The risks of bribery and blackmail for high level officials of state government using illegal drugs would seem to be at least as significant as those for off duty Customs officials.

…we did consider [in Van Raab] the weight of the proffered governmental interest:"

'We readily agree that the Government has a compelling interest in protecting truly sensitive information from those who, `under compulsion of circumstances or for other reasons, . . . might compromise [such] information.' Department of Navy v. Egan (1988). . . . We also agree that employees who seek promotions to positions where they would handle sensitive information can be required to submit to a urine test under the Service's screening program, especially if the positions covered under this category require background investigations, medical examinations, or other intrusions that may be expected to diminish their expectations of privacy in respect of a urinalysis test.'

          There is something to say that our leaders should be subjected to the norms as anyone else.  Evidently many people are subjected to a drug screen before, during and after work, shouldn't our current and prospective leaders be expected and expect to do the same?  We ask that politicians submit their financial stream in order that we may scrutinize their decision making, might we equally expect to inspect their blood stream for the same reasons?  It's not like we're knocking on their door to preside over us!

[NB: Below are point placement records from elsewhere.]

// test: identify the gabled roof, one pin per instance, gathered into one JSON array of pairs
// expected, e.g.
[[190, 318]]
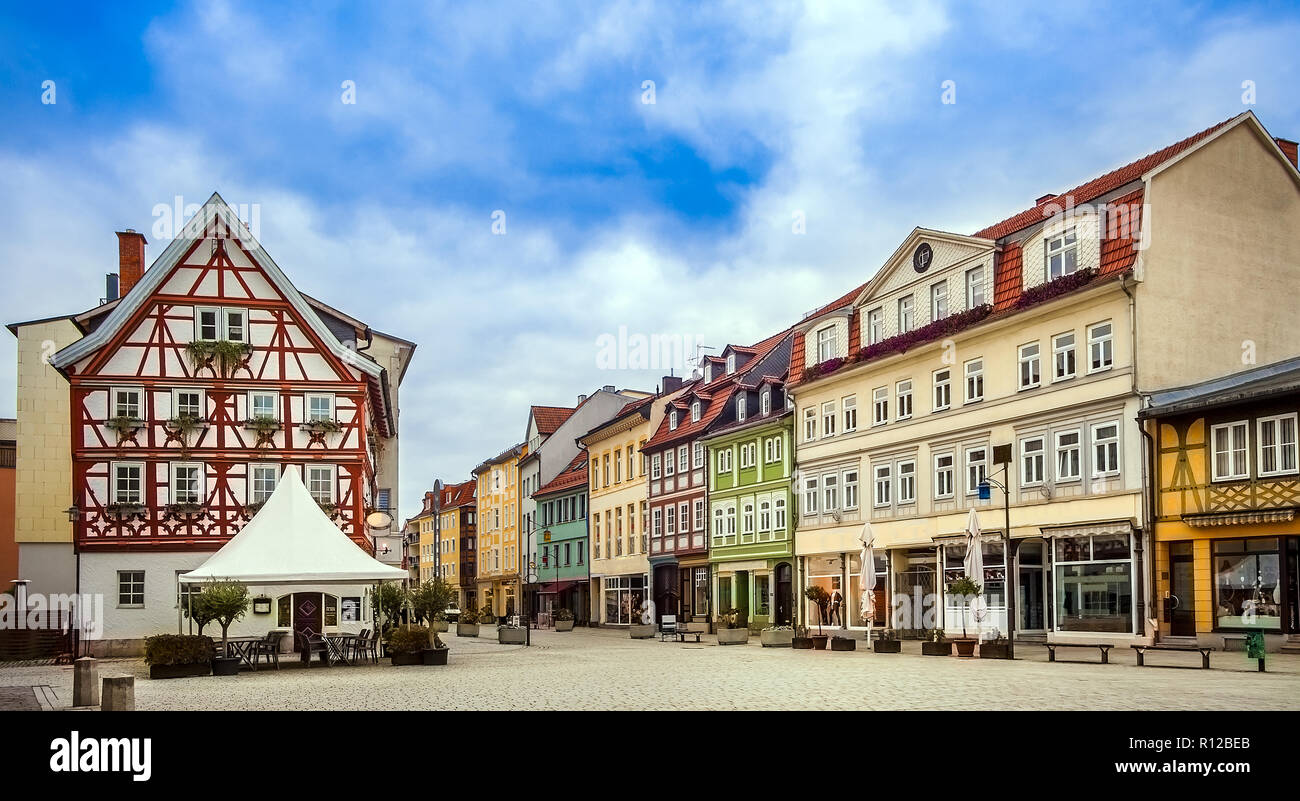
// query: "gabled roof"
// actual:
[[568, 479], [215, 211]]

           In their transition from private to public life, the grey area if you will when becoming a public servant, politicians by definition submit themselves to private society for permission to function within the public state, therefore when Justice Ginsberg in Miller claims: 

"The need revealed [to prevent politicians from using drugs] is symbolic, not ‘special.’  The Fourth Amendment shields society from state action that diminishes personal privacy for a symbol's sake."

she is wrong to assume that the politician is any longer apart of what is understood to be private society of which the state was erected and is charged to protect.